Auch Gesundheit ist ein wichtiger Wirtschaftsfaktor. Und bitte: Kein Altenbashing wie in Deutschland.

Manche Ökonomen scheinen zu vergessen, dass die Gesundheitswirtschaft seit Jahren deutlich und zuverlässig wächst und wesentlichen Anteil an der Binnenwertschöpfung hat. Schon vor der Krise wurden jährlich mehr als 30 Milliarden Euro für Gesundheit investiert. In Zukunft werden es deutlich mehr werden. Zudem sind Gesundheitsberufe gefragt, dringlich gefragt: Gerade jetzt brauchen wir eine Ausbildungsoffensive.

Wenn von Ökonomen gesagt wird, es wäre dinglich notwendig die Wirtschaft anzukurbeln, dürfen wir nicht vergessen, dass erstens auch der Gesundheitsmarkt ein wesentlicher ökonomischer Faktor ist und dass zweitens eine gesunde Ökonomie nur mit gesunden Menschen funktionieren kann und in einem gesunden, nicht infektionsanfälligem Umfeld.

Deshalb warnen wir Ärzte nicht vor einer Lockerung per se sondern vor allzu vielen Lockerungen gleichzeitig, welche die Disziplin der Menschen überfordern und zugleich zu Missverständnissen führen.

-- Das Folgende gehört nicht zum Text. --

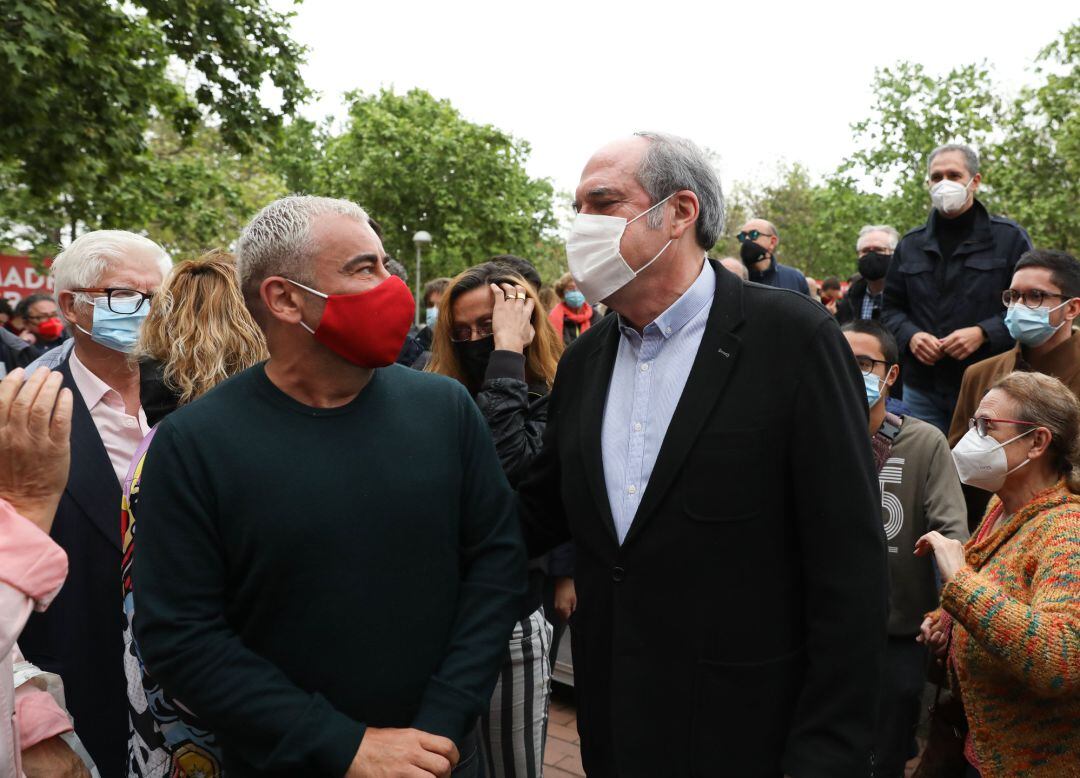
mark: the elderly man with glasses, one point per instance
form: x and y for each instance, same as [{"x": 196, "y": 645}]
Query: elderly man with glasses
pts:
[
  {"x": 103, "y": 283},
  {"x": 758, "y": 251}
]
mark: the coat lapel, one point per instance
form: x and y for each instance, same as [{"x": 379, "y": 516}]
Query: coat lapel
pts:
[
  {"x": 712, "y": 369},
  {"x": 594, "y": 398},
  {"x": 92, "y": 483}
]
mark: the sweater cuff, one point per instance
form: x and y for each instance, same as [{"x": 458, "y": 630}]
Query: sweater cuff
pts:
[
  {"x": 30, "y": 561},
  {"x": 444, "y": 711},
  {"x": 505, "y": 364},
  {"x": 964, "y": 594}
]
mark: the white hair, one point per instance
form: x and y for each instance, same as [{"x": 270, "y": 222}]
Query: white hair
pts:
[
  {"x": 891, "y": 231},
  {"x": 278, "y": 240},
  {"x": 84, "y": 263}
]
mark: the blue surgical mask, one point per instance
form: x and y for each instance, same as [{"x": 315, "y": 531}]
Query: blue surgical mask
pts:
[
  {"x": 116, "y": 331},
  {"x": 873, "y": 388},
  {"x": 574, "y": 299},
  {"x": 1031, "y": 326}
]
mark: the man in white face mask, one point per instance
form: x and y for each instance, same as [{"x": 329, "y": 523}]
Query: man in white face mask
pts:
[
  {"x": 943, "y": 287},
  {"x": 687, "y": 439}
]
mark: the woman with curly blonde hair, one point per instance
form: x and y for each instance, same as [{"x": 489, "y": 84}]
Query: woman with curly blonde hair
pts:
[
  {"x": 197, "y": 334},
  {"x": 494, "y": 336}
]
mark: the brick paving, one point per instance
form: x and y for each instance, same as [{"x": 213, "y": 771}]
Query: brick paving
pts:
[{"x": 562, "y": 758}]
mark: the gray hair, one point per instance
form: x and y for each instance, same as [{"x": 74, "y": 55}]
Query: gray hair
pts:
[
  {"x": 891, "y": 231},
  {"x": 278, "y": 240},
  {"x": 672, "y": 163},
  {"x": 88, "y": 259},
  {"x": 970, "y": 157}
]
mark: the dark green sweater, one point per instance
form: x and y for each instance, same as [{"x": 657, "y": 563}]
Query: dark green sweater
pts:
[{"x": 301, "y": 573}]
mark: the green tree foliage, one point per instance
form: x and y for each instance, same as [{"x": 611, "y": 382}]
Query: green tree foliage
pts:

Was darf man jetzt und was darf man nicht?

Das Ganze wird nicht einfacher, wenn in 10 Tagen die Gastronomie aufsperren wird, wo es doppelt schwierig sein wird, die Abstände einzuhalten und den Hygienevorschriften zu entsprechen. Ich habe für jeden Verständnis, der wieder einmal einen Kaffee trinken, Abendessen oder ein Glas Wein genießen möchte – aber in Maßen. Man muss nicht gleich Familienfeiern abhalten. Vielleicht obsiegt auch hier die Pragmatik: Wenn man Umfragen glaubt, werden etwa 40% der Lokale nicht aufmachen, weil es sich schlichtweg nicht rechnet. So viel zur Ökonomie.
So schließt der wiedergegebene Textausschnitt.